S&P500種株価指数は火曜日に7365近辺で取引され、最高値に迫った。投資家は四半期末のポジショニングと、AI利益成長が高バリュエーションを正当化できるかどうかを試す第2四半期決算シーズンをにらんでいる。
「持続的な利益成長は株式市場の上昇をけん引し続けるはずだ」と、ゴールドマン・サックスの米国株式チーフストラテジスト、ベン・スナイダー氏は述べた。同社は5月下旬にS&P500の年末目標を7600から8000に引き上げている。
このベンチマーク指数の過去1年の上昇率は24%で、ゴールドマンは2026年のS&P500の1株当たり利益を340ドル(前年比24%増)と予想。第2四半期の利益は22%増(四半期入り時点の18.7%から加速)、売上高は12.1%増と、2022年第2四半期以来の強いペースが見込まれている。一方、ナスダック100は5営業日続落でテクニカルな警告サインが点灯した後、レジスタンス水準を試している。
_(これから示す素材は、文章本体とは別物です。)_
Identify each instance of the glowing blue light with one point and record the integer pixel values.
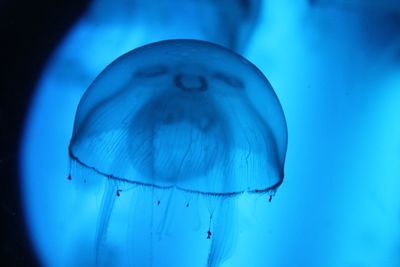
(162, 118)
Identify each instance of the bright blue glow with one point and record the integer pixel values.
(334, 69)
(160, 121)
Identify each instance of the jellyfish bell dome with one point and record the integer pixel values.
(185, 114)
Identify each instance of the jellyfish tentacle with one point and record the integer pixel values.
(104, 218)
(167, 216)
(223, 236)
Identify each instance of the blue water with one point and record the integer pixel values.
(335, 70)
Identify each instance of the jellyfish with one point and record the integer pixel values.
(177, 118)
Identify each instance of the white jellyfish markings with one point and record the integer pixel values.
(177, 130)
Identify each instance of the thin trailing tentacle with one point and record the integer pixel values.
(223, 236)
(104, 218)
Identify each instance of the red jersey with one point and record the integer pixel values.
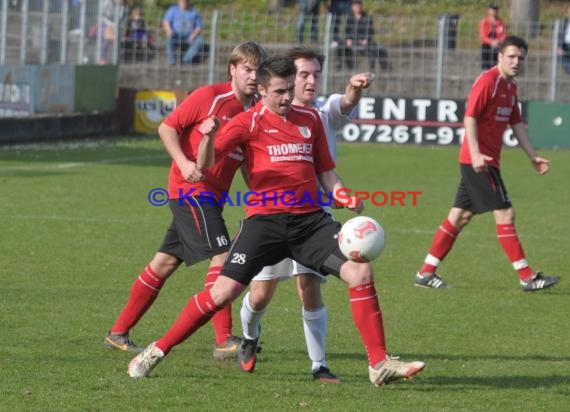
(218, 100)
(493, 102)
(283, 155)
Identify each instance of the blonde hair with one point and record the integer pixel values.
(249, 51)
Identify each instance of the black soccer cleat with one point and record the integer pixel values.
(538, 282)
(247, 354)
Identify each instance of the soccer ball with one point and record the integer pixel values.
(361, 239)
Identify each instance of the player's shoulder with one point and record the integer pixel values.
(487, 79)
(303, 111)
(213, 90)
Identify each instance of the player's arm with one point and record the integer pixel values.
(206, 150)
(332, 183)
(217, 145)
(540, 164)
(353, 91)
(478, 160)
(171, 141)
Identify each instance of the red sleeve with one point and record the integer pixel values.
(190, 111)
(322, 156)
(502, 33)
(479, 96)
(516, 116)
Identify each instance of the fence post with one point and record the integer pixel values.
(327, 54)
(3, 31)
(100, 34)
(83, 33)
(23, 31)
(213, 48)
(63, 43)
(118, 30)
(441, 23)
(554, 61)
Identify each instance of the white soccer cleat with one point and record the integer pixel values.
(392, 370)
(142, 364)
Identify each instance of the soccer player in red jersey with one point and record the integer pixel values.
(335, 111)
(286, 157)
(198, 230)
(492, 105)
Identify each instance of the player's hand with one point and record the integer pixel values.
(479, 162)
(355, 205)
(541, 165)
(190, 172)
(209, 126)
(362, 80)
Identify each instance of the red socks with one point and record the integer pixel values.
(509, 240)
(198, 311)
(222, 320)
(143, 293)
(367, 317)
(440, 246)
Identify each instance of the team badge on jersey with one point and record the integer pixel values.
(305, 131)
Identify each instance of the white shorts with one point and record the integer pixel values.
(286, 269)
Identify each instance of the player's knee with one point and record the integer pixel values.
(225, 291)
(164, 264)
(355, 274)
(258, 300)
(218, 260)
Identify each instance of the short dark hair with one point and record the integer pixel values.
(513, 41)
(277, 66)
(250, 52)
(308, 53)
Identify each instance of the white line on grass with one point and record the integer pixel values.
(70, 165)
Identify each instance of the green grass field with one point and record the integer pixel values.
(76, 229)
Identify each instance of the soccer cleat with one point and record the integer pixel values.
(121, 342)
(392, 370)
(247, 354)
(228, 349)
(430, 280)
(324, 374)
(538, 282)
(142, 364)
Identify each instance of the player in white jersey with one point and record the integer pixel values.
(335, 112)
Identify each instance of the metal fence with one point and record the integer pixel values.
(428, 56)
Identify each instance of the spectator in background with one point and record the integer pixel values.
(183, 27)
(136, 27)
(492, 31)
(74, 16)
(138, 44)
(339, 9)
(359, 39)
(564, 42)
(105, 31)
(308, 9)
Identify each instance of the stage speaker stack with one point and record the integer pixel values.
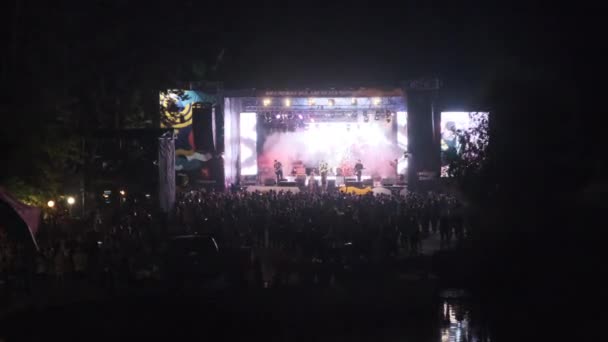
(202, 127)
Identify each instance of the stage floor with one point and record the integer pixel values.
(387, 190)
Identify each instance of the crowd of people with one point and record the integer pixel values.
(303, 228)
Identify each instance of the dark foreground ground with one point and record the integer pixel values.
(364, 314)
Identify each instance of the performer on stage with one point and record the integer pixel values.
(312, 181)
(323, 168)
(358, 170)
(278, 170)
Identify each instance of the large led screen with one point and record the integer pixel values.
(453, 126)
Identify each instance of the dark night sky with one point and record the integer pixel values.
(464, 43)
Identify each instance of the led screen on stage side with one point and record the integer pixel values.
(248, 141)
(339, 144)
(402, 142)
(453, 125)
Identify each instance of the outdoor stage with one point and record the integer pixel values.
(236, 137)
(305, 130)
(380, 190)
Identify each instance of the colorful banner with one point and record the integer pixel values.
(177, 107)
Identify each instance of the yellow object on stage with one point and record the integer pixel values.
(354, 190)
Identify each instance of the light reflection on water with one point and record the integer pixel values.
(456, 322)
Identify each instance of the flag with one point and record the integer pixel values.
(29, 214)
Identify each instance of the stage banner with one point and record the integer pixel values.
(166, 172)
(191, 115)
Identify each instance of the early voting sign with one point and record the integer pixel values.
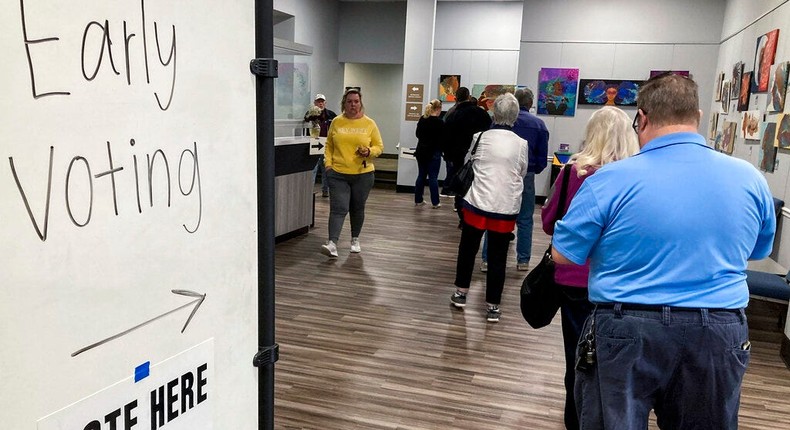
(176, 394)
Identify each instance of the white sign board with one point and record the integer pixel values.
(176, 394)
(128, 187)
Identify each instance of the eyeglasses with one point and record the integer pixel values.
(635, 124)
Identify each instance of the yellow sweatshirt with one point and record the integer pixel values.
(345, 136)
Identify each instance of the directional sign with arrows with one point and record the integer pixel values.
(317, 145)
(197, 302)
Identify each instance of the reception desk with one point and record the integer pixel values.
(293, 186)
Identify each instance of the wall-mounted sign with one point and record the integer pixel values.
(413, 111)
(414, 93)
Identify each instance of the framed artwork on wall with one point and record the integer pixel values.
(764, 56)
(735, 83)
(725, 97)
(728, 136)
(719, 82)
(675, 72)
(783, 131)
(745, 92)
(448, 85)
(750, 125)
(779, 88)
(767, 149)
(608, 92)
(557, 91)
(714, 126)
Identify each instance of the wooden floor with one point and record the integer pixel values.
(370, 341)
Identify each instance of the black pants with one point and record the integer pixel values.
(498, 244)
(574, 309)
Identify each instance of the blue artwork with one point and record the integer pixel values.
(608, 92)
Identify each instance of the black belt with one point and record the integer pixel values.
(660, 308)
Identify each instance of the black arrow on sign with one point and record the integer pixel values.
(197, 302)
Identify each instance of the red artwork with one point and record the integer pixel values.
(763, 59)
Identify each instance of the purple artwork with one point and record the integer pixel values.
(557, 91)
(608, 92)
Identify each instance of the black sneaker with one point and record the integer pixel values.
(458, 300)
(493, 314)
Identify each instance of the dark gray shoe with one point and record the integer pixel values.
(458, 300)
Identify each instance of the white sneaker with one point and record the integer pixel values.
(330, 249)
(355, 248)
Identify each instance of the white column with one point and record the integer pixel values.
(417, 63)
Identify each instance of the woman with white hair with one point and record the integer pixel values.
(492, 204)
(608, 138)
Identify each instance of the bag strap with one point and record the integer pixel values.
(474, 148)
(566, 174)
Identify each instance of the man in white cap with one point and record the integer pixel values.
(323, 119)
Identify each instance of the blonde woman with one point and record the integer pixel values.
(353, 141)
(608, 138)
(430, 130)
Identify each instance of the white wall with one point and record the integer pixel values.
(633, 38)
(381, 91)
(477, 40)
(372, 32)
(315, 24)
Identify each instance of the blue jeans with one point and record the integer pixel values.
(431, 170)
(687, 365)
(524, 223)
(348, 195)
(319, 166)
(452, 166)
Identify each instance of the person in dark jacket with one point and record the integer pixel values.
(461, 123)
(322, 119)
(430, 132)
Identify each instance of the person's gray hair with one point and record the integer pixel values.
(505, 110)
(525, 98)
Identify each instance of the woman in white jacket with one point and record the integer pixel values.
(492, 204)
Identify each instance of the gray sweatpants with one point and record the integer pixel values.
(347, 194)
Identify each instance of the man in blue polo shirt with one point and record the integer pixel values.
(667, 233)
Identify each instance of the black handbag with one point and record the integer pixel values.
(462, 181)
(540, 295)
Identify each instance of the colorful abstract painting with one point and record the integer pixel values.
(735, 83)
(448, 85)
(783, 131)
(725, 97)
(608, 92)
(763, 59)
(767, 148)
(750, 125)
(654, 73)
(779, 88)
(719, 82)
(745, 92)
(557, 91)
(728, 136)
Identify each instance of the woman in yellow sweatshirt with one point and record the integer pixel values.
(353, 141)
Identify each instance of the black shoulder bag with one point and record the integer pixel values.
(462, 181)
(540, 296)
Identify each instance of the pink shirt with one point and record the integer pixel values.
(565, 274)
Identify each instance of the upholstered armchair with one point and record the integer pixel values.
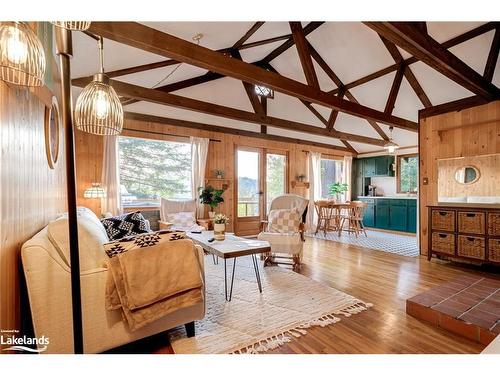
(285, 245)
(178, 215)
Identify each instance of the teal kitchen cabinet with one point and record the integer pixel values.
(398, 214)
(412, 216)
(369, 216)
(382, 217)
(392, 214)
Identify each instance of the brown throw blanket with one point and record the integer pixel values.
(151, 276)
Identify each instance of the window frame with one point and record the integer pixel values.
(147, 137)
(398, 171)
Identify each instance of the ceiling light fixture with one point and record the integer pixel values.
(390, 145)
(22, 59)
(73, 25)
(98, 108)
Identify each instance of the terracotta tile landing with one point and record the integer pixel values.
(468, 306)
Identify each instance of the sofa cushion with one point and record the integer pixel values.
(114, 248)
(284, 221)
(91, 237)
(125, 225)
(182, 219)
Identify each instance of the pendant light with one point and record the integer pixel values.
(72, 25)
(98, 108)
(390, 145)
(22, 59)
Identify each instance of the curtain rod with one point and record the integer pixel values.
(333, 156)
(169, 134)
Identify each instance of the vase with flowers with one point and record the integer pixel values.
(220, 221)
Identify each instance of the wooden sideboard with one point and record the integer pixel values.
(465, 233)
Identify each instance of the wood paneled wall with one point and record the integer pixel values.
(220, 156)
(468, 133)
(31, 193)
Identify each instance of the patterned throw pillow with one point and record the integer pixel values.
(141, 241)
(182, 219)
(284, 221)
(125, 225)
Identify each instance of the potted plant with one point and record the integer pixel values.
(220, 221)
(219, 173)
(337, 189)
(211, 197)
(301, 177)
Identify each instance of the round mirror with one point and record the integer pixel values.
(467, 174)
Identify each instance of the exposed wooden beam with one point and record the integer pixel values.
(489, 69)
(426, 49)
(141, 68)
(225, 130)
(456, 105)
(148, 39)
(411, 60)
(160, 97)
(265, 41)
(393, 94)
(304, 55)
(263, 102)
(283, 47)
(341, 89)
(410, 77)
(334, 113)
(248, 34)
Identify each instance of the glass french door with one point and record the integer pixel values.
(261, 175)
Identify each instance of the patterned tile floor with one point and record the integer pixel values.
(382, 241)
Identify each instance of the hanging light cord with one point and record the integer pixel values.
(101, 55)
(196, 38)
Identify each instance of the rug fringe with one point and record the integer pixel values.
(282, 338)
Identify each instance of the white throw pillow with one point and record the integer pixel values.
(182, 219)
(284, 221)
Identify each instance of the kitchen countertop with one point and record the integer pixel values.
(391, 197)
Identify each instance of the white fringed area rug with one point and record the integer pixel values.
(253, 322)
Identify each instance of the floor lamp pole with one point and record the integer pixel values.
(65, 52)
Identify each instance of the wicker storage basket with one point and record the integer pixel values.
(443, 243)
(471, 222)
(443, 220)
(494, 223)
(471, 247)
(494, 249)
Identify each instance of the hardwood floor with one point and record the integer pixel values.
(384, 279)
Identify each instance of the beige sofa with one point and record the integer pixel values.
(46, 265)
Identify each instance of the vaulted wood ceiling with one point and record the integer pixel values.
(336, 83)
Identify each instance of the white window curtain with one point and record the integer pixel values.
(199, 152)
(111, 177)
(347, 176)
(314, 172)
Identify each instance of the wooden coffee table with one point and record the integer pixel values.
(232, 247)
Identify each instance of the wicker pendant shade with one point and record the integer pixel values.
(73, 25)
(98, 109)
(22, 59)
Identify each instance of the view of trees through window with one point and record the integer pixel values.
(275, 177)
(408, 173)
(151, 169)
(331, 172)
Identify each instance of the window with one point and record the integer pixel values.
(151, 169)
(331, 172)
(407, 173)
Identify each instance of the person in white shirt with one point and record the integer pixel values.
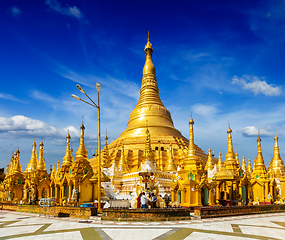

今回の決算は異例の重要性を帯びている。ゴールドマンによると、第2四半期の予想を下回った企業は平均4.2%下落しており、これは過去平均の2.9%を上回る。S&P500の予想株価収益率(PER)は約21倍と、過去40年間の観測値の約87%を上回る水準であり、市場に失望の余地はほとんどない。
利益エンジンとしてのAI設備投資
ゴールドマンは、AIインフラ投資が2026年のS&P500全体の利益成長の約半分を占めると試算する。ハイパースケール企業最大手の今年の設備投資総額は約7540億ドルに達し、2025年比83%増、2027年には9050億ドルに拡大する見通しだ。
「アナリストは過去3年間、毎年保守的すぎた」とスナイダー氏は指摘し、2027年のコンセンサス設備投資予想には上方リスクがあると述べた。
ゴールドマンのAIデータセンター建設関連株バスケットは年初来で約60%上昇している。半導体企業が直接的な最大の受益者である一方、テクノロジーハードウェア、産業、公益事業もAI構築による利益押し上げを享受している。
集中リスクとバリュエーション
上昇相場の狭い主導構造は引き続き懸念材料だ。エヌビディア、アップル、アルファベット、マイクロソフト、アマゾン、ブロードコム、メタの7大テクノロジー株の自己資本利益率(ROE)は44%と、過去3年間で9ポイント上昇した。ゴールドマンは、ハイパースケーラーでの減価償却費増加と資産集約度の上昇により、来年にはROEが平均700ベーシスポイント低下すると予想している。
米10年債利回りは比較的安定しており、ドル指数も最近のレンジを維持している。これらは株式にとって良好なクロスアセットの背景を提供している。ゴールドマンは、債券利回りの持続的な上昇か、AI設備投資の急激な後退の2つが、上昇相場の基盤に亀裂が入った最も明確なシグナルだと特定。ただし、ベースケースとして、年内にどちらのシナリオも現実化しないとの見方を示している。
スナイダー氏は、グロース株や電力インフラ投資関連企業への投資を推奨し、「マグニフィセント・セブン」では幅広いエクスポージャーではなく銘柄選択が重要だと指摘。また同行は、半導体以外のAIインフラ関連として、データガバナンス、サイバーセキュリティ、ロボティクスにも注目している。
第2四半期決算シーズンは7月中旬、主要銀行の発表とともに始まる。その結果が、S&P500がゴールドマンの目標である8000(現在の水準から約9%の上昇)に到達できるかどうかを左右することになる。
本記事は情報提供のみを目的としており、投資助言を構成するものではありません。